Die drei Hauptfiguren Adrian Speer, Robert Bogner und Tina Jeschke bilden die Sondereinheit der 8. Mordkommission Berlin und könnten unterschiedlicher kaum sein, doch jeder für sich ist unabdingbar für das Team und sie verbindet längst nicht mehr nur der Job miteinander.
Adrian Speer wirkt auf mich immer wie der Fels in der Brandung. Er strahlt eine souveräne Ruhe aus und agiert selbst in brenzligsten Situationen meist überlegt und bedacht.
Robert Bogner ist da eher der aufbrausende Part, der seinem Unmut durchaus Luft macht und immer wieder mal etwas gebremst werden muss.
Tina Jeschke ist ein ruhiger Charakter mit einem eigenwilligen Äußeren und arbeitet zurückgezogen in ihrem technischen Kämmerlein. Früher redete sie nicht viel, außer wenn sie Recherche-Informationen weiterzugeben hatte, aber so langsam scheint sie aufzutauen und geselliger zu werden.
Das zusammengewürfelte Trio aussätziger Beamter habe ich bereits sehr liebgewonnen, was daran liegt, dass ich sie von Anbeginn begleitet habe und ihre charakterliche Entwicklung und die Bildung des Teams verfolgen konnte. Chris Karlden gelingt es nämlich sehr schön, den Leser mit jedem Folgeband mehr in die jeweiligen Leben und Wesenszüge seiner Charaktere mit einzubeziehen, sodass man stückchenweise immer tiefer eintaucht, fast so, als würde man jemanden im realen Leben immer besser kennenlernen. Und so ist es dann beinahe unmöglich für mich, keine emotionale Beziehung aufzubauen.
Der Schreibstil:
Die Handlung wird aus verschiedenen Sichtweisen geschildert und spielt zu unterschiedlichen Zeitpunkten, trotzdem ist das Buch bemerkenswert leicht verständlich geschrieben, sodass man stets fraglos folgen kann.
Nach mittlerweile sechs gelesenen Büchern des Autors möchte ich behaupten, seine Art zu schreiben gut zu kennen und doch hat mich Chris Karlden hier mächtig überrascht. Eine spannungsgeladene, rasante und actionreiche Handlung mit schlauen, sich gekonnt bis zum Ende versteckenden Tätern, ja, das kennt man von Chris Karlden, aber Der Tränenjäger ist noch einen Zacken schärfer in all seinen Facetten. Dunkler, rasanter, spannender, extremer, emotionaler!
Das Setting wirkt richtig schön düster und stellenweise unheimlich, ist mir die Gegend um den Lost Place doch sehr wohl bekannt. Die Handlung verläuft so rasant, dass es gefühlt Schlag auf Schlag geht und man als LeserIn kaum zum Durchatmen kommt.

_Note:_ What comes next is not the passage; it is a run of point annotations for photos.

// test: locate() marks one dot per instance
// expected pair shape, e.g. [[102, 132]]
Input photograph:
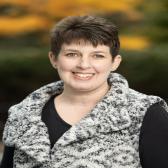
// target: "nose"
[[84, 63]]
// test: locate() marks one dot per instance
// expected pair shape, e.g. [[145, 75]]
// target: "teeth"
[[83, 75]]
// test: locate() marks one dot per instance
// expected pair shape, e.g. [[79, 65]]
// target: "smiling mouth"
[[84, 76]]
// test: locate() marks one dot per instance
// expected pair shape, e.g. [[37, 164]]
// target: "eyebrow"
[[73, 50]]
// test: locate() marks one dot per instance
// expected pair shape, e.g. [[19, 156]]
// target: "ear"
[[116, 62], [53, 59]]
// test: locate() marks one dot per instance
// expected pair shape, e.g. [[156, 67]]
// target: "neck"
[[84, 97]]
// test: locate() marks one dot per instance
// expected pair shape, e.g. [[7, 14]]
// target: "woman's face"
[[84, 67]]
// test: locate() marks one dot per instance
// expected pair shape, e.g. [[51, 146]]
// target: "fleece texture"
[[107, 137]]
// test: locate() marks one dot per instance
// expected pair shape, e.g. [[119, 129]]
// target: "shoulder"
[[156, 119], [153, 146], [21, 112]]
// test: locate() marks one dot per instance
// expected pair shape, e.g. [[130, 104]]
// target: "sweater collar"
[[109, 115]]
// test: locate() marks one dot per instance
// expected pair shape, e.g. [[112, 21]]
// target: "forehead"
[[82, 45]]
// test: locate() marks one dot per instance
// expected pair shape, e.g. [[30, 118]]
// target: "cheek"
[[104, 68], [65, 65]]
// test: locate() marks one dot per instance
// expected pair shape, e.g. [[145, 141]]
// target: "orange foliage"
[[134, 43], [42, 14], [24, 24]]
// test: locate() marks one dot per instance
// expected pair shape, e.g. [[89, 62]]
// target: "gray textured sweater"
[[108, 137]]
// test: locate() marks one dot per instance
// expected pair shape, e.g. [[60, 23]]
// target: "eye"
[[71, 54]]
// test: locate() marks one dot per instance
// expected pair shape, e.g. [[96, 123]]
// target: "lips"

Die Story wurde raffiniert konstruiert, ist absolut schlüssig und der Täter weiß sich gut zu verbergen. Chris Karlden hat mit ihm eine Figur geschaffen, die abnormer und brutaler agiert als seine bisherigen mörderischen Charaktere, offenbart dem Leser aber gleichzeitig auch mehr Details über dessen Vergangenheit, was die gesamte Struktur der Handlung emotionaler macht. Man kommt nicht umhin, sich zu fragen, wie es so weit kommen konnte, ohne dass das Umfeld etwas bemerkte, und schwankt zwischen Mitleid und aufkommendem Beschützerinstinkt auf der einen Seite und Abscheu und Ekel auf der anderen.
Fazit:
Mit Der Tränenjäger ist Chris Karlden ein echter Pageturner gelungen, der es in vielerlei Hinsicht wirklich in sich hat und sowohl alteingesessene als auch neue LeserInnen absolut begeistern wird!
Ich bin ja schon lange ein absoluter Fan von Chris Karlden, weil ich seine Art zu schreiben wirklich sehr liebe und die Ermittler der 8. Mordkommission mir unglaublich ans Herz gewachsen sind, aber ich würde sagen, dass der Autor hier seiner schriftstellerischen Intensität und Raffinesse noch ein Schippchen obendrauf gesetzt hat. Ob es nun an einer schriftstellerischen Weiterentwicklung liegt oder daran, dass sich Chris Karlden mittlerweile ganz dem Schreiben widmet, ist völlig egal. Das Endergebnis zählt und das sehe ich als extrem erfolgreich an!